Cette négociation devait, selon les dires du Président de la République « offrir aux entreprises comme aux salariés à la fois des sécurités nouvelles et plus de mobilités ». Nous notons, comme le rapporteur, que tout ce qui, dans l'accord, concerne la sécurisation du parcours professionnel n'est pas retranscrit dans le projet de loi et est renvoyé aux négociations futures. Quant à la flexibilité si chère au Medef et à sa présidente, elle se concrétise notamment par l'article 2 qui allonge les périodes d'essai pour tous les CDI et autorise, sous couvert d'accord de branche, leur renouvellement. L'article 5 instaure la rupture à l'amiable dite « séparation conventionnelle » entre le salarié et l'employeur et donne une base légale aux ruptures d'un commun accord jusqu'alors souvent présentées comme des licenciements pour motifs personnels et donnant lieu à des indemnités négociées de gré à gré. Enfin, l'article 6 instaure une nouvelle forme de contrat de travail : « le CDD pour réalisation d'objet défini »qui, réservé aux cadres et ingénieurs, peut être considéré sous l'angle de la fin de contrat exclusive de licenciement.

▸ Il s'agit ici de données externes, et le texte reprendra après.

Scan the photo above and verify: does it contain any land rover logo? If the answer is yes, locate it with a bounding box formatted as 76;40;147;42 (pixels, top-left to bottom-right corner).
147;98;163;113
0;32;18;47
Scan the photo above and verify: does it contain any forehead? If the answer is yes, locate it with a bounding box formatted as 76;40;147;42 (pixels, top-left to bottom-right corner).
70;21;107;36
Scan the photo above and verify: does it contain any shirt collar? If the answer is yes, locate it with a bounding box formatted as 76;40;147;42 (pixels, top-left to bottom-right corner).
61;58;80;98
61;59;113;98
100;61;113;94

L'article 2 codifie et allonge la période d'essai. Si actuellement, le code du travail ne l'encadre pas et si c'est aux accords de branche ou d'entreprise d'y pourvoir, comment ne pas voir dans cet allongement, qui peut atteindre huit mois et parait peu justifiable notamment au regard de l'année exigée pour bénéficier de l'indemnité légale de licenciement, le signe d'une volonté patronale de revanche après l'échec du CNE ? Comment expliquer que les accords prévoyant une durée plus longue que les nouveaux plafonds resteront de mise alors que ceux qui prévoient des périodes plus courtes devront, après le 30 juin 2009 intégrer la nouvelle hiérarchie ? En outre, si 50 % de la période de stage effectuée au sein d'un cursus pédagogique sont intégrés à la période d'essai, il ne s'agit que d'une transposition a minima de dispositions souvent appliquées par les entreprises à l'issue d'un stage long.

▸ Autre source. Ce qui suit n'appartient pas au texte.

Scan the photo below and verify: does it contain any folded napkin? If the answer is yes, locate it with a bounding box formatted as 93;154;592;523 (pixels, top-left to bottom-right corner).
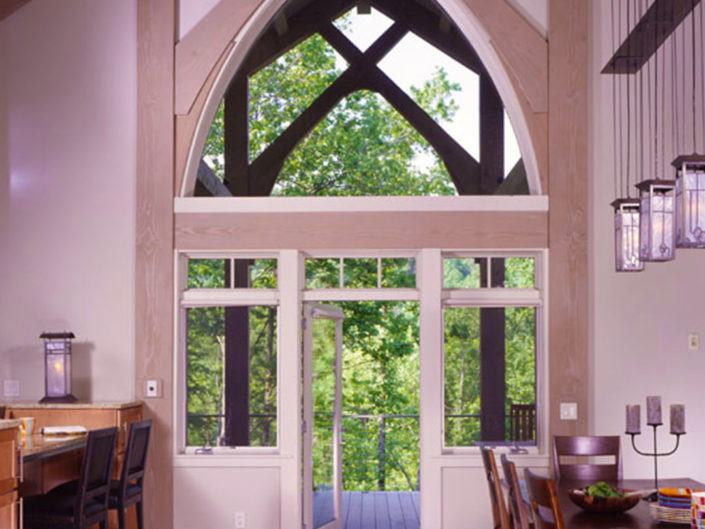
41;425;88;436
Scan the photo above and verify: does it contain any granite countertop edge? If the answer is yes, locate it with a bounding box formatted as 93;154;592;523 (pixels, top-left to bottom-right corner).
0;419;22;431
1;400;143;410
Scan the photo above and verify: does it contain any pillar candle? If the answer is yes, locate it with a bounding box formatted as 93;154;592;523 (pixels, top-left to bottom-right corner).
646;396;662;425
626;404;641;434
670;404;685;434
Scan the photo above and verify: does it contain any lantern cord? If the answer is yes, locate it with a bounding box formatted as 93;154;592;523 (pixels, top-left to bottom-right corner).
700;0;704;153
653;0;659;181
693;0;697;152
626;2;632;195
612;0;619;199
672;2;680;158
647;32;653;181
660;18;666;179
617;0;625;197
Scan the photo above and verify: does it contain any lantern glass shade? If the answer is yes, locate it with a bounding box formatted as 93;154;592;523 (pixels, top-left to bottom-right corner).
39;332;77;403
636;180;676;261
611;199;644;271
673;155;705;248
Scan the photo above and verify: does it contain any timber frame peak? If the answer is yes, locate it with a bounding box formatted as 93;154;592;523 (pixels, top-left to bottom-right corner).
194;0;527;198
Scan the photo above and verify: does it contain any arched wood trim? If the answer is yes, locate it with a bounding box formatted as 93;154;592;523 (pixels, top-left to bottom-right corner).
174;0;548;197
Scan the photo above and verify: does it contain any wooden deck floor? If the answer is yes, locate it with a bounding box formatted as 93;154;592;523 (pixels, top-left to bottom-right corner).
342;491;420;529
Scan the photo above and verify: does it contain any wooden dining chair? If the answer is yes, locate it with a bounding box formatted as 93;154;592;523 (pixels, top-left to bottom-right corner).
500;454;532;529
481;447;511;529
552;435;622;481
524;468;565;529
23;426;118;529
109;419;152;529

L'article 5 qui renvoie à l'article 12 de l'accord est symptomatique de la volonté du patronat de sortir le contrat de travail du corps législatif pour le confier uniquement à l'accord. II est question de donner un cadre légal à la rupture de gré à gré laquelle n'est ni un licenciement, ni une démission et ne nécessite aucun motif réel et sérieux pour être licite. Or l'article 11 de l'ANI réaffirme « l'obligation de motiver les licenciements ». Dans ce contexte, le Medef a reformulé son exigence via la mise en place de la « séparabilité », terme cher à Mme Parisot.

M. le président.  - Je salue l'arrivée de M. Bertrand, ministre du travail, des relations sociales et de la solidarité.

Mme Christiane Demontès.  - C'est là une rupture fondamentale avec la philosophie juridique du droit du travail, laquelle, tenant compte de l'inégalité des rapports contractuels entre salarié et employeur, a octroyé des droits supplémentaires à la partie la plus faible.

Cependant, une rupture de gré à gré suppose l'égalité entre les parties. La « liberté de consentement » sera-t-elle réelle ? Le salarié ne préférera-t-il pas accepter cette rupture, avec le versement immédiat d'indemnités et le droit à l'assurance chômage, plutôt que risquer un futur licenciement pour faute, sans indemnité, qui le contraindra à une longue procédure ? Les employeurs hésiteront-ils s'ils peuvent échapper à l'obligation d'un plan de sauvegarde de l'emploi ? Le salarié sera-t-il privé de l'assistance du comité d'entreprise ou des syndicats ? Il importe de préciser la date d'application de cette disposition, ainsi que la nature de l'assistance prévue pour les deux parties.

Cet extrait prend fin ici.